Remembering Bolan exposes T.Rex extinction


The self-styled Boppin' Elf in action. Photograph: Globe Photos Inc/Rex Features

This Sunday marks the 30th anniversary of Marc Bolan's death. It seems to be passing in a surprisingly subdued manner. The pick of the events on offer is either an exhibition of photographs that opens today at Redferns Gallery in London, or a new documentary to be screened tonight on BBC4, which is fast emerging as the saviour of music on telly.

The rest looks a bit meagre. Digital-only station BBC 6 Music is running a pretty underwhelming-sounding Marc Bolan Day, the highlight of which seems to be a chance to watch some silent Super 8 film of the singer visiting Radio Hallam in Sheffield in 1975. Despite the best efforts of the commentary - by former Radio One DJ Keith "Cardboard Shoes" Skues - to whip up some excitement about the footage, there's something weirdly depressing about watching it. By the look of things, Bolan seems to have attracted a crowd of about 30 people: by 1975, T Rextasy was a dim memory.

The artists who've lined up to pay tribute to him at a gig at Shepherd's Bush Empire on Saturday night are a motley bunch: I'd pay good money to hear Marc Almond doing something melodramatic to Cosmic Dancer but the other big names on the bill are Shakin' Stevens and Ray Dorset, luxuriantly sideburned former frontman of Mungo Jerry. The other TV celebration looks pretty hopeless: half an hour on ITV on Saturday, paid for by Bolan's record company Universal.

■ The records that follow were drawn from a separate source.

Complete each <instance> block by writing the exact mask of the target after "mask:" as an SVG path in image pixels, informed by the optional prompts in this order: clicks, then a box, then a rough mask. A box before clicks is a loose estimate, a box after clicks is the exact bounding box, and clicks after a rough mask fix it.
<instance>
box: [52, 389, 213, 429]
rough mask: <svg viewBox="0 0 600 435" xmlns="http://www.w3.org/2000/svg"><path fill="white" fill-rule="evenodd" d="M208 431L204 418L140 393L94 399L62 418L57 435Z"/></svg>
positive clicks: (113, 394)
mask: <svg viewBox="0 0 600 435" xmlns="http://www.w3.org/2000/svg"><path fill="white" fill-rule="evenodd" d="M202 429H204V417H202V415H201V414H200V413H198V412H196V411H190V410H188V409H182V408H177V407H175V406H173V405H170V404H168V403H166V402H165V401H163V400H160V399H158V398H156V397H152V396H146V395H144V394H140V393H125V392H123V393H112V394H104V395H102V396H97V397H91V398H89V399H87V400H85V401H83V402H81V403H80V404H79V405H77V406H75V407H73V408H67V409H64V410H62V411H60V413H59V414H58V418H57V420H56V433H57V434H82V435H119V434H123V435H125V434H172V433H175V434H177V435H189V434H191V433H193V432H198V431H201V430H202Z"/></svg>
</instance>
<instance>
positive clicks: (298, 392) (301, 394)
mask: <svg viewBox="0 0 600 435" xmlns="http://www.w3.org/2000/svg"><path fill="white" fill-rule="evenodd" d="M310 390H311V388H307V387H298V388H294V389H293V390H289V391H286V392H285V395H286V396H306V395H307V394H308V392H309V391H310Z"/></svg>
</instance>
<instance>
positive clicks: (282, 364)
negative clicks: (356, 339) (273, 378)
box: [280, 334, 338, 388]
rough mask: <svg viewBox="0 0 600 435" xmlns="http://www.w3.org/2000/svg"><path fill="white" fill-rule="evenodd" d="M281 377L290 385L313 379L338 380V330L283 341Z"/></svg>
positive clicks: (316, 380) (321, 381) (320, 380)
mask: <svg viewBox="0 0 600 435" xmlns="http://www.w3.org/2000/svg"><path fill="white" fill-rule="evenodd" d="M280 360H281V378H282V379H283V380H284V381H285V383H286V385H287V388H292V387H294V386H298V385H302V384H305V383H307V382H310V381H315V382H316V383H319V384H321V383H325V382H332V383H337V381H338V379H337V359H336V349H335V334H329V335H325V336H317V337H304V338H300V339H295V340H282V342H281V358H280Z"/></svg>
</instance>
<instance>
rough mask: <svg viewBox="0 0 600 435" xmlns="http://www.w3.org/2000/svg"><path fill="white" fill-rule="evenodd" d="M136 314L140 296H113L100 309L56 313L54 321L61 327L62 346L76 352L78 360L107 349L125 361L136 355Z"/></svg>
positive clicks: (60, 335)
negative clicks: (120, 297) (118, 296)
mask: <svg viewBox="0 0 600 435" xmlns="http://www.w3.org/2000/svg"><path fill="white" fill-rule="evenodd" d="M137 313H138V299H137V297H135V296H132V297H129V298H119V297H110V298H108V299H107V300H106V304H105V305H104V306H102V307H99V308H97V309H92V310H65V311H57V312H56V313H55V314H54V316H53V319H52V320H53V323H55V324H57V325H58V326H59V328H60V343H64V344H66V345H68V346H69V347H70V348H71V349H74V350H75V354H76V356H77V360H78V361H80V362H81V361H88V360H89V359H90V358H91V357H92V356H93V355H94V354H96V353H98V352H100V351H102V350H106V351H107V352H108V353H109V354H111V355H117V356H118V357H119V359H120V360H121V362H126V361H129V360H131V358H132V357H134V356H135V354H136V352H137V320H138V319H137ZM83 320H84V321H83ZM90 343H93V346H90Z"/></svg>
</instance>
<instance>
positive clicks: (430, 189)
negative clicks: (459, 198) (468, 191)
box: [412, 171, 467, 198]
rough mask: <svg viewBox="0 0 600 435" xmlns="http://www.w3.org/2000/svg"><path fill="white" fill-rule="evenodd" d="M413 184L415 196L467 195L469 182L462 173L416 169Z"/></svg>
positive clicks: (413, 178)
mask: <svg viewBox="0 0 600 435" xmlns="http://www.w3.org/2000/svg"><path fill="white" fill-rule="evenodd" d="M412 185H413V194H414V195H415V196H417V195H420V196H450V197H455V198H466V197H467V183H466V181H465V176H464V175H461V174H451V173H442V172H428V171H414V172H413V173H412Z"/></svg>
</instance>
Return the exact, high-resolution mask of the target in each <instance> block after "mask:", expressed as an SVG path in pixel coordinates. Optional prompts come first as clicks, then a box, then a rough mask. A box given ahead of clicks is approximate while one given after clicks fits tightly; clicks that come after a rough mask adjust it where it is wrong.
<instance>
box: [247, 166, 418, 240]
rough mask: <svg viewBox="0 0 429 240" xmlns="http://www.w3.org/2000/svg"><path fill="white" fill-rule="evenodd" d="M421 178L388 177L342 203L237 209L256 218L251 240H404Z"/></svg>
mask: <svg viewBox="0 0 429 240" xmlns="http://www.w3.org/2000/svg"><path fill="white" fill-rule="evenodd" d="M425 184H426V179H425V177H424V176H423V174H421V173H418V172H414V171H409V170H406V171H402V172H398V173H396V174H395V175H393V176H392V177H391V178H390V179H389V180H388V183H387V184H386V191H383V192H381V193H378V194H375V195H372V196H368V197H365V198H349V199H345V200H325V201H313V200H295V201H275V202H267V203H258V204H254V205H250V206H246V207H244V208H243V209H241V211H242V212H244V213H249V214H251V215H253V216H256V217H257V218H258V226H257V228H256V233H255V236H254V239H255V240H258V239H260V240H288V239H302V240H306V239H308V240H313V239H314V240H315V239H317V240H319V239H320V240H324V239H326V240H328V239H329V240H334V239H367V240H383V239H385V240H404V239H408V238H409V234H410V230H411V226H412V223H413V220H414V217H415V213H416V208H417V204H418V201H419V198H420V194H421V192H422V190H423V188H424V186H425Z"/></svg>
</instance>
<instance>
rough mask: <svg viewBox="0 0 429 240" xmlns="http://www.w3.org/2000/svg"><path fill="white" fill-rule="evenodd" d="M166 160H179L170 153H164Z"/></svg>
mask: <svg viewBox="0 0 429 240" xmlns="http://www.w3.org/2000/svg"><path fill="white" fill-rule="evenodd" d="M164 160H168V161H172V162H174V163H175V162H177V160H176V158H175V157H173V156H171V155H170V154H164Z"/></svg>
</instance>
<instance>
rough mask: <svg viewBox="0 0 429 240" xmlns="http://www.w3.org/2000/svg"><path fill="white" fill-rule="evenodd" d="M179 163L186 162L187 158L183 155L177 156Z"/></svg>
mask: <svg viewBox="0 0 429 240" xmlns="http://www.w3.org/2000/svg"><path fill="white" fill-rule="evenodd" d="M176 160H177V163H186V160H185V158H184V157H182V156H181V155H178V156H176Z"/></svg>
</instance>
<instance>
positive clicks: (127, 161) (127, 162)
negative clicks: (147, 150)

We live in an era of perpetual nostalgia and heritage rock. The music industry usually loves an anniversary. Perhaps the slightly half-hearted celebrations reflect a slightly equivocal attitude to Bolan's legacy. On the one hand, there's something absolutely undeniable about his greatest records (the sort of person that doesn't feel a prickle of excitement when Metal Guru kicks into life probably just doesn't like pop music much) and furthermore, he was undoubtedly an innovator. As Barney Hoskyn's book Glam! notes, virtually every one of glam rock's signature sounds was coined on Bolan's unimpeachable run of hit singles that starts with Ride a White Swan and ends with 20th Century Boy, including the fat sustain of the Les Paul guitar, compressed, mechanical-sounding drums, squealing backing vocals and the sequence of tumbling major chords that Julian Cope dubbed the 'glam descend'.

On the other hand, what happened after that unimpeachable run of hit singles suggests Bolan had a severely limited musical imagination: he'd used up every one of his good ideas in barely two years. Not even a T Rex nut like Morrissey can muster much enthusiasm for Dandy In The Underworld and Bolan's Zip Gun - these are no one but the barmiest adherent of the self-styled Boppin' Elf's idea of classic albums. Indeed, there's an argument that suggests that even at his peak, Bolan wasn't quite as great as he thought he was, that he had almost no sense of quality control - this is a man who could write something as sinuous and quivveringly sexy as Raw Ramp, then release it on the b-side of Hot Love, as a medley with an atrocious bit of sub-hippy whimsy called There Was A Time - that 1971's Electric Warrior contains more filler than you might expect a legendary album to have and that the Ringo Starr-directed movie Born to Boogie is about as excruciating a celluloid experience as one can have without involving Adam Sandler.

Or perhaps the anniversary of Bolan's death is simply the victim of changing fashions. Devendra Banhart has clearly been listening to the skewed folk-pop Bolan made before shortening Tyrannosaurus Rex's name, but, a decade after Oasis ripped off Get it On, Bolan casts virtually no shadow over current rock and pop music.

So what do you think? (a) Hopelessly over-rated opportunist? (b) Genius cruelly overlooked due to the vagaries of musical fashion? Or, as it used to say on exam papers, (c) none of the above?